Piatti, che tipo di allenatore è?
«Sono semplicemente una persona a cui piace fare ciò che fa. Insegno a giocare a tennis e mi piace far crescere i giovani».

Parlare di giovani in questo periodo è una sfida epocale: come trova ragazzi e ragazze disposti ad affrontare un certo tipo di percorso anziché cercare di volere tutto e subito?
«Anche da giovani, è fondamentale la passione, nello sport e nella vita: è il motore per affrontare percorsi difficili. Il tennis è una disciplina educativa, ma nessuno è costretto a farla: va intrapreso il percorso solo se porta con sé passione e divertimento. Il supporto delle famiglie è determinante, ma non solo per il tennis, nel trasmettere va­lo­ri e principi».

A proposito di valori, come si affronta il tema della scuola?
«All’accademia di Bordighe­ra, arrivano anche alcuni tennisti molto giovani, stranieri nella maggior parte dei casi, circa l’85%. Considero questo un aspetto positivo e stimolante: la scuola non va assolutamente abbandonata, l’avventura sportiva porta con sé anche una crescita culturale rappresentando un vero e proprio percorso di vita, non soltanto puramente tennistico».

È più importante un buon allenatore o un valido am­bien­te di lavoro?
«Soprattutto per i giovani, l’ambiente è fondamentale, ma in quell’ambiente ci dev’essere un buon educatore. Non mi stancherò mai di ripetere che lo sport è divertimento e in un contesto sano le cose si imparano».

La Piatti Academy si articola in maniera molto complessa e può contare su uno staff numeroso e: quali sono i principi che regolano l’attività?
«Il metodo di lavoro, che rappresenta tutto ciò che insegniamo, e il modello di lavoro, che traccia i confini in cui lavorano le varie aree che da noi si dividono in tecnica, fisica, fisiologica e mentale. Da sempre, il mio obiettivo è stato quello di rendere gli atleti indipendenti come giocatori, in tutto e per tutto, non soltanto prepararli a vincere».

Quando si affronta un percorso ambizioso, è più importante la dedizione o il talento?
«La dedizione è l’aspetto prin­­cipale, soprattutto quan­­­­do si attraversano situazioni difficili e la passione rende divertente il superamento degli eventi complicati.
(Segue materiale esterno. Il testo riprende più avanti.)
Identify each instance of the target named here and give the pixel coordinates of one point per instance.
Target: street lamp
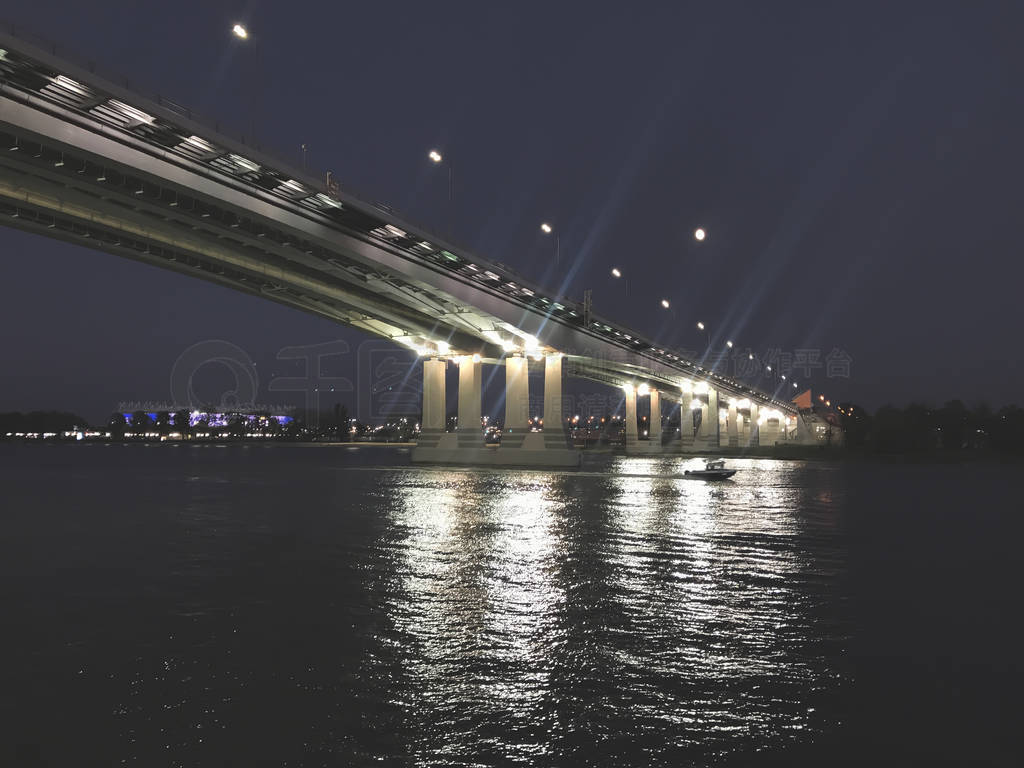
(546, 228)
(436, 158)
(616, 273)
Al Centro, sin da bambini, i giovani tennisti imparano a gestire i momenti di forte pressione che non arriveranno soltanto durante la carriera tennistica, ma sono parte della vita di ognuno di noi».

Cosa prova a forgiare un campione?
«Ho lavorato con molti giocatori che voi chiamate campioni, ma sapete una cosa? Loro sono i più… normali. Sono quelli che hanno meno problemi nel percorso verso il successo. Le sfide più grandi, i tennisti più problematici, sono quelli che invece non arrivano al successo».
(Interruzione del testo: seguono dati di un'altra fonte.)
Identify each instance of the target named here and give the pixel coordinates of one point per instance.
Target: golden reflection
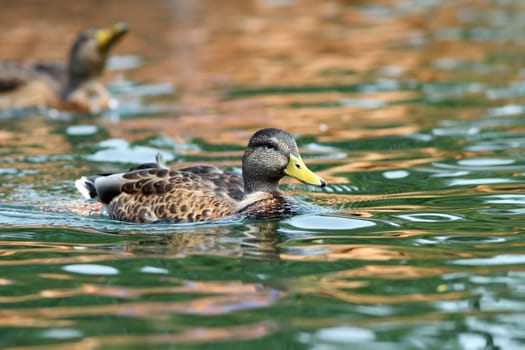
(208, 305)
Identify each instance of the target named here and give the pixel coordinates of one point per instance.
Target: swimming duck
(75, 86)
(152, 192)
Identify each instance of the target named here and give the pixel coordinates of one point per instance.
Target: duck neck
(269, 186)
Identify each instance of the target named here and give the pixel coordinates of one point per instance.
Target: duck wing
(153, 194)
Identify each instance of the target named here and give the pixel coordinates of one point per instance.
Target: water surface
(412, 110)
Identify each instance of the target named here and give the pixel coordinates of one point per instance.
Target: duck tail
(86, 186)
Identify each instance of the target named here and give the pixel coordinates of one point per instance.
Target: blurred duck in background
(74, 86)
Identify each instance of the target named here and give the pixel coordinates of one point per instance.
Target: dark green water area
(413, 111)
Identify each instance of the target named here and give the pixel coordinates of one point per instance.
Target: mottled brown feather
(177, 195)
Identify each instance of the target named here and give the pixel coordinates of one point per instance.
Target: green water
(415, 244)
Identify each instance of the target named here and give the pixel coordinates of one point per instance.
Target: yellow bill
(107, 36)
(297, 169)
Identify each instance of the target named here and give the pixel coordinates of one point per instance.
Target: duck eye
(270, 146)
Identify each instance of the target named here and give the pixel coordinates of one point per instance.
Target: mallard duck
(75, 86)
(152, 192)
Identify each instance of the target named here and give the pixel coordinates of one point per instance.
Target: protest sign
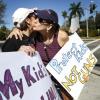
(71, 63)
(24, 78)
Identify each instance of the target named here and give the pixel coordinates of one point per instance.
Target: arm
(17, 33)
(62, 37)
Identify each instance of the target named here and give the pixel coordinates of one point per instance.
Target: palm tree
(75, 15)
(76, 10)
(65, 16)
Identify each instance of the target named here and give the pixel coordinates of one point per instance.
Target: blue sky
(57, 5)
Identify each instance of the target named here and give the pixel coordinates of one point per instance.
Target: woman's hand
(85, 77)
(17, 33)
(27, 49)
Che effetto le fa vedere Jan­nik Sinner così in alto?
«Come si fa a non provare emozioni positive? Vede­re quella finale al Roland Garros, una par­t­ita giocata in quel mondo, è un’emozione for­te per tutti, non soltanto per me. Assistere ad una partita così, con due giocatori di quel calibro protagonisti, mi gratifica e mi offre altri spunti di crescita. È stato un momento indimenticabile per i tifosi, ma anche un segnale importante per il tennis. In tanti si chiedono dove possa andare questo sport dopo Federer, Nadal, Djoković: la finale di Parigi ha dato una chiara risposta».

Anche un percorso che si conclude porta con sé risvolti positivi quindi?
«Non voglio parlare solo di Sinner, ma è vero che i suoi risultati di oggi mi aiutano per capire ancora meglio che cosa devo imparare, che cosa devo fare, che cosa ho fatto. Ho lavorato solo un anno con Djoković, aveva 18 anni, ma erano già evidenti tutte le sue caratteristiche. Bene, la sua storia mi ha aiutato a capire ancora meglio il tennis».

Ha ancora dei sogni nel cassetto?
«Da 45 anni faccio questo lavoro, ho vissuto tante vite, quelle dei giocatori, e ora mi stimola e mi diverte entrare nelle vite dei giovani atleti. È una fortuna vivere con i ragazzi perché quando stai coi giovani, pensi di avere la loro età. È per questo che continui a sognare, vivendo i sogni dei ragazzi. Se guardi i giovani, vedi il futuro».